Why are they important?
It is the vertical circulations associated with submesoscales that makes them so important to the climate system and oceanic productivity. Vertical currents at large scale fronts, such as the subantarctic front, are very small, of the order of millimetres per second. The vertical velocities at submesoscale fronts are more than ten times larger however, reaching up to 100m/day. These vertical currents transport not just heat downwards to the ocean interior but also dissolved gases such as carbon dioxide; the oceans slow the rate of climate change by absorbing 25% of anthropogenic carbon dioxide emissions annually (Sallee et al., 2012).
In the opposite direction, nutrients from beneath the thermocline are rapidly brought up to the ocean surface where the combination of sunlight and nutrient availability leads to the development of plankton blooms. It is for this reason that regions of strong submesoscale activity are often characterised by plankton blooms that have basin-scale implications. A recent study suggests that the North Atlantic spring bloom is initiated not by the warming of the surface layers by sunlight but by the slumping of submesoscale fronts that trap nutrients in the sunlit surface layer and triggers the growth of plankton a month earlier than would have occurred without submesoscale fronts (Mahadevan et al., 2012). Notice in the figure below from Mahadevan et al. (2012) that the chlorophyll is increased in narrow streaks (top right panel) that correspond to the fronts in the surface mixed layer (top left panel); it is precisely these sorts of features that we will aim to measure during the SMILES cruise.

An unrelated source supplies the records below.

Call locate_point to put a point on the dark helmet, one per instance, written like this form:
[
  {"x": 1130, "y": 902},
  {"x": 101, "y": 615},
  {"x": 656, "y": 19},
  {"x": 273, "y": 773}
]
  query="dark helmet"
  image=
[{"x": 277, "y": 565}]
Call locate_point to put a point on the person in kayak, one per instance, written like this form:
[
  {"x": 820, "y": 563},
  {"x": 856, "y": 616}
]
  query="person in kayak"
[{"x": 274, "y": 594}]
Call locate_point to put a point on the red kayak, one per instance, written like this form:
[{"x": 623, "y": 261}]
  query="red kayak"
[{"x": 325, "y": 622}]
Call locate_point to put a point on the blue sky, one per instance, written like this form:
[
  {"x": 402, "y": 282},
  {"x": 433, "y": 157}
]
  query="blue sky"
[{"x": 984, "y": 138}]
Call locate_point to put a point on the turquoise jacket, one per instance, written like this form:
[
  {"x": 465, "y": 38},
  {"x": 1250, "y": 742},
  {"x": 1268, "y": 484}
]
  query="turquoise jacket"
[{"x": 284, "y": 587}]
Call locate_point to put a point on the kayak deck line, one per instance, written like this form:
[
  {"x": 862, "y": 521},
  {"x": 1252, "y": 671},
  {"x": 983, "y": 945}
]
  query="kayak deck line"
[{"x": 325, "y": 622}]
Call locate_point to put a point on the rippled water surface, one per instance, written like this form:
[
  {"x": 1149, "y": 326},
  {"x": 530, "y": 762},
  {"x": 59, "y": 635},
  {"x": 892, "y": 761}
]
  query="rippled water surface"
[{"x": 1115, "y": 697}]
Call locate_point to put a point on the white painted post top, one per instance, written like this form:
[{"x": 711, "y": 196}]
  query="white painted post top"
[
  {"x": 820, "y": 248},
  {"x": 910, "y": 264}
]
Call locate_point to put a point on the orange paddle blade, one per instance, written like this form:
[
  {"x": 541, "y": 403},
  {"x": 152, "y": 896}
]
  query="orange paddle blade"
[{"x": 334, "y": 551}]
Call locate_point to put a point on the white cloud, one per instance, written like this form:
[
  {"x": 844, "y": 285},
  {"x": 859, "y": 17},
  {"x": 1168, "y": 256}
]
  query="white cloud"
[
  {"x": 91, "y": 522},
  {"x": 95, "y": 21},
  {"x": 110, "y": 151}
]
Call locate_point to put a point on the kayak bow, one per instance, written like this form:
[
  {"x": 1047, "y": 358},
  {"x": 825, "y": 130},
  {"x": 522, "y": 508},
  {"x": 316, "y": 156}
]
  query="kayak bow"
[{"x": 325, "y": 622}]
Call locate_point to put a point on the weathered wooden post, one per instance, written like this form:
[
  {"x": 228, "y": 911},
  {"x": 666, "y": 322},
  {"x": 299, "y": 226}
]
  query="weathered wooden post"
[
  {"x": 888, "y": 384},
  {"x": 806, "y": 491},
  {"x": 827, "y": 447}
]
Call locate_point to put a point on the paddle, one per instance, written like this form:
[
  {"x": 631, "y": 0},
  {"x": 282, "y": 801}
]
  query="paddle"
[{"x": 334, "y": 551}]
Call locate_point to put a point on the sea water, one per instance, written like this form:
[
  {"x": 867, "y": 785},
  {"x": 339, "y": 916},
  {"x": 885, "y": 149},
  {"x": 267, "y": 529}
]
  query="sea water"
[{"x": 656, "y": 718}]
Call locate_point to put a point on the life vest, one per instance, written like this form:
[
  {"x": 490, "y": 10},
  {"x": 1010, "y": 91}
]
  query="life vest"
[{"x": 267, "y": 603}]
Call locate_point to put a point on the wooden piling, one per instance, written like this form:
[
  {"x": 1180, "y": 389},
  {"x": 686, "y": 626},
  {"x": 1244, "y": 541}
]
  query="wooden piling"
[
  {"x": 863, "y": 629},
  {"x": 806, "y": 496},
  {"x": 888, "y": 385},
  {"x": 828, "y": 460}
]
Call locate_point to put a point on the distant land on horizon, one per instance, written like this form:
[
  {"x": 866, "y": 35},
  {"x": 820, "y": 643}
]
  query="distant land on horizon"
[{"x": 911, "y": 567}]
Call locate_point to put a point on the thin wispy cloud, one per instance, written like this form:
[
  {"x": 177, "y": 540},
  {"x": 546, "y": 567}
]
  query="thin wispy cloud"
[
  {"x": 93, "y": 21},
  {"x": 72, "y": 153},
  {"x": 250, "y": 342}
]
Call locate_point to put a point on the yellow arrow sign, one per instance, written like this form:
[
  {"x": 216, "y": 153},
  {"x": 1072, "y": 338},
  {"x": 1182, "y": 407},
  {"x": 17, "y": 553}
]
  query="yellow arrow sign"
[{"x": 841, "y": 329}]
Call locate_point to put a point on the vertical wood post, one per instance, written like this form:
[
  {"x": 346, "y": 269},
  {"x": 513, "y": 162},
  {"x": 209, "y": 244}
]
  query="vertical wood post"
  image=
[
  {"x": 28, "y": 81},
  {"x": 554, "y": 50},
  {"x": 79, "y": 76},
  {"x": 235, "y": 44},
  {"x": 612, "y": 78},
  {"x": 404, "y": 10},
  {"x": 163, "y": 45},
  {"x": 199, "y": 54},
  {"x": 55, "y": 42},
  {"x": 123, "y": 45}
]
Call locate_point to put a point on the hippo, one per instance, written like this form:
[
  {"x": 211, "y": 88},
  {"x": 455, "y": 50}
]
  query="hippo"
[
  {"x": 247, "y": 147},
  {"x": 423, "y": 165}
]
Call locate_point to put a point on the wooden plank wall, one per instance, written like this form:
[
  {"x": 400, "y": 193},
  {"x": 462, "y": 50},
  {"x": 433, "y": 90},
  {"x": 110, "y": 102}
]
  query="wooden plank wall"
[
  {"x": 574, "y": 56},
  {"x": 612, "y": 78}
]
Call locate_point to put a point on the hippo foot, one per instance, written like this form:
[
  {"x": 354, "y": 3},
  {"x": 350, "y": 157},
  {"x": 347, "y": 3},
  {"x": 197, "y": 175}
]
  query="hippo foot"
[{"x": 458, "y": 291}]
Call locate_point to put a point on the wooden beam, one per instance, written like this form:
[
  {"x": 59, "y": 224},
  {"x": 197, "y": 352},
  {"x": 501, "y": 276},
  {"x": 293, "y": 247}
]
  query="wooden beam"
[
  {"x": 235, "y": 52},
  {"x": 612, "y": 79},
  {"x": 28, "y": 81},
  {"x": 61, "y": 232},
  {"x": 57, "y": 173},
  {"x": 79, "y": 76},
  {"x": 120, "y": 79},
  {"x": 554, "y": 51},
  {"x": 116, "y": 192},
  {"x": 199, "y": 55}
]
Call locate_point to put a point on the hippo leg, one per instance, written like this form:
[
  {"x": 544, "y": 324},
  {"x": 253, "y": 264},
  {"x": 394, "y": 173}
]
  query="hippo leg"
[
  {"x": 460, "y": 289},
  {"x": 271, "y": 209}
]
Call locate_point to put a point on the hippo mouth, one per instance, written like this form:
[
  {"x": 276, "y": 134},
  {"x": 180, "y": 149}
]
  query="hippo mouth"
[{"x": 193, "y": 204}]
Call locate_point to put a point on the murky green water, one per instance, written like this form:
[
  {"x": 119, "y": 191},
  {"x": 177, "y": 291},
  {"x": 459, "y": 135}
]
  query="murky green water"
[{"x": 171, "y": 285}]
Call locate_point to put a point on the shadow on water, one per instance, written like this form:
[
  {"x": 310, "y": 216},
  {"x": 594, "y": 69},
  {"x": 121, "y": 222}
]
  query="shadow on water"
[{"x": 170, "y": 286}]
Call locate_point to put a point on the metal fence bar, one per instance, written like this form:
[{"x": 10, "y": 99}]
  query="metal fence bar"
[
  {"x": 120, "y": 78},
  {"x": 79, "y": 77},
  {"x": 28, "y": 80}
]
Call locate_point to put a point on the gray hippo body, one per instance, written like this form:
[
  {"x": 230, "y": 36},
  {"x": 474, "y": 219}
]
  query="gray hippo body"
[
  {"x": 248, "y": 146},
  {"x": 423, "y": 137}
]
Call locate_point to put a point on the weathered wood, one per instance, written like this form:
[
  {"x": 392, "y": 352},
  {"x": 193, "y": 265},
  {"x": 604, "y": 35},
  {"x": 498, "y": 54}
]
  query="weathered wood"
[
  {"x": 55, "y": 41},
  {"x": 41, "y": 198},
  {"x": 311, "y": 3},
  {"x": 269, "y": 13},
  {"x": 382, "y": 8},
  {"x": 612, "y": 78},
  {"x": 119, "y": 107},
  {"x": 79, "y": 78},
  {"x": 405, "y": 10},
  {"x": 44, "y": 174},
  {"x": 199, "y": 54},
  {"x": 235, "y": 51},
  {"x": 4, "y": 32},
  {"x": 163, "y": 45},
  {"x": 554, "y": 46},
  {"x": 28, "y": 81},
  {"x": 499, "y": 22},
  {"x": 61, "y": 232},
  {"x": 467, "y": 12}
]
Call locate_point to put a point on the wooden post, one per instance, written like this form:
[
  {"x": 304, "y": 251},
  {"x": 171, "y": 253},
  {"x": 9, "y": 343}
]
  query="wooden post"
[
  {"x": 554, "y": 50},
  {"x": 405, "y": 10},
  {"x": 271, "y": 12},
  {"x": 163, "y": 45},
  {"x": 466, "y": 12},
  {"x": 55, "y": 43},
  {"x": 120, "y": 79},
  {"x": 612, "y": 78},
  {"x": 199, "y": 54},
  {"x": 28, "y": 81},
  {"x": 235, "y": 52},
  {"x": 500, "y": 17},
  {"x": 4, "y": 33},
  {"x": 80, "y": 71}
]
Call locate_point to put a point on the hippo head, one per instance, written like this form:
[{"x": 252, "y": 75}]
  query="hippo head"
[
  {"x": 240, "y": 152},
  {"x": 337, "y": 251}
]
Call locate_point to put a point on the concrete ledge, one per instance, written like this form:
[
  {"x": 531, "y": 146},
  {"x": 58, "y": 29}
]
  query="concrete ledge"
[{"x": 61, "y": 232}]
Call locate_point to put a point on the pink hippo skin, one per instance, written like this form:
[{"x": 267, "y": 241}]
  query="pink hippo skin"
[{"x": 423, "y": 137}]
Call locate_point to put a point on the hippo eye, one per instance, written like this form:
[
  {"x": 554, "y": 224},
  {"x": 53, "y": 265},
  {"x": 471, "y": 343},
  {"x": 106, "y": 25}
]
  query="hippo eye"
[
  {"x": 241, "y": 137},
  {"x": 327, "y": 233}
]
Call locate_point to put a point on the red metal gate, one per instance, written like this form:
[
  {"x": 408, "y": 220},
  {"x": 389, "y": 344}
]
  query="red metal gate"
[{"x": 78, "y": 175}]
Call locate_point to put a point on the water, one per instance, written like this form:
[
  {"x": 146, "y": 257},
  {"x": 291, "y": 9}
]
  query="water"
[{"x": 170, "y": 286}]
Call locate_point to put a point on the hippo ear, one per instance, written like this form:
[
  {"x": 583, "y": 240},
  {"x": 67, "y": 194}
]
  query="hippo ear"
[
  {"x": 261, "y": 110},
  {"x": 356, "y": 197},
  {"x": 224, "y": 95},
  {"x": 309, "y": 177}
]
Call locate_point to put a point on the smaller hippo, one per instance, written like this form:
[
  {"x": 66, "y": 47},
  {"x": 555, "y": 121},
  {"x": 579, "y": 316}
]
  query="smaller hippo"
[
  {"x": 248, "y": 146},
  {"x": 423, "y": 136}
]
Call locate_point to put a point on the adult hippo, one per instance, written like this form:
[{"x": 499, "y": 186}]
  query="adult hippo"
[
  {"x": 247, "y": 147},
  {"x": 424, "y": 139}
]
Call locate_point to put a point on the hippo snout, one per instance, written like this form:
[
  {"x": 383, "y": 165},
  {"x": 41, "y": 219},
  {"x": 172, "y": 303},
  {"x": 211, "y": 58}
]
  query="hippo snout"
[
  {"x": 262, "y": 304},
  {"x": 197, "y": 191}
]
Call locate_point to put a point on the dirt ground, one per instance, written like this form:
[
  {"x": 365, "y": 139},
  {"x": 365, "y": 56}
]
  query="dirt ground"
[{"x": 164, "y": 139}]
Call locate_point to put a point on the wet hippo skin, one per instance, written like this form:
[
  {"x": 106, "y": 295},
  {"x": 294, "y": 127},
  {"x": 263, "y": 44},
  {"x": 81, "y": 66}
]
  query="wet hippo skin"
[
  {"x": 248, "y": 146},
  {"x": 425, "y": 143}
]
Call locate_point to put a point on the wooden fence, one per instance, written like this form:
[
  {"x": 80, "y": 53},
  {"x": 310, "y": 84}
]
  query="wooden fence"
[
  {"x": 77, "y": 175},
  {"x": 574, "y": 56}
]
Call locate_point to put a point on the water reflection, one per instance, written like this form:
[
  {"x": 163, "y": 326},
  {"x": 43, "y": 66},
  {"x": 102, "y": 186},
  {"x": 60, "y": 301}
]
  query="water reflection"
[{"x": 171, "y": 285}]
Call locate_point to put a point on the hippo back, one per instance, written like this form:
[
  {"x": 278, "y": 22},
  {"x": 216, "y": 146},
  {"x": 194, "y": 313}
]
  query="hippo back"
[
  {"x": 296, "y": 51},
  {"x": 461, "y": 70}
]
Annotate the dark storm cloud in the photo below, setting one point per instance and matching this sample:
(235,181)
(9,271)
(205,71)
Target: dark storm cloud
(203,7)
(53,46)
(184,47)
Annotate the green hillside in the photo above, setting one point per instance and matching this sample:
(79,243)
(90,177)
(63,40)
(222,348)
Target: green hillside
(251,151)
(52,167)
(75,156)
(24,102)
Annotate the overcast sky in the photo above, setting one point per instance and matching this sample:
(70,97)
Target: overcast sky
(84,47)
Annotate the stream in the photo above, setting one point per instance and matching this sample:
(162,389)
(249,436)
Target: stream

Figure from Mahadevan. 2012
It is only over the last few years that we have been able to identify these smaller features as our technological capability has increased; the resolution of sensors on satellites, for example those used to detect the temperature of the sea surface, is now less than 1km and therefore able to resolve the small scales and weak signatures characterised by submesoscales. Similarly, increases in computational capacity have permitted numerical models to resolve oceanic flows to scales much less than 1km over large regions, thereby allowing us to understand the impact of submesoscale fronts on ocean processes. We therefore have the technical capability to both observe and model these processes over basin scales, thereby understanding their effect over large portions of the oceans.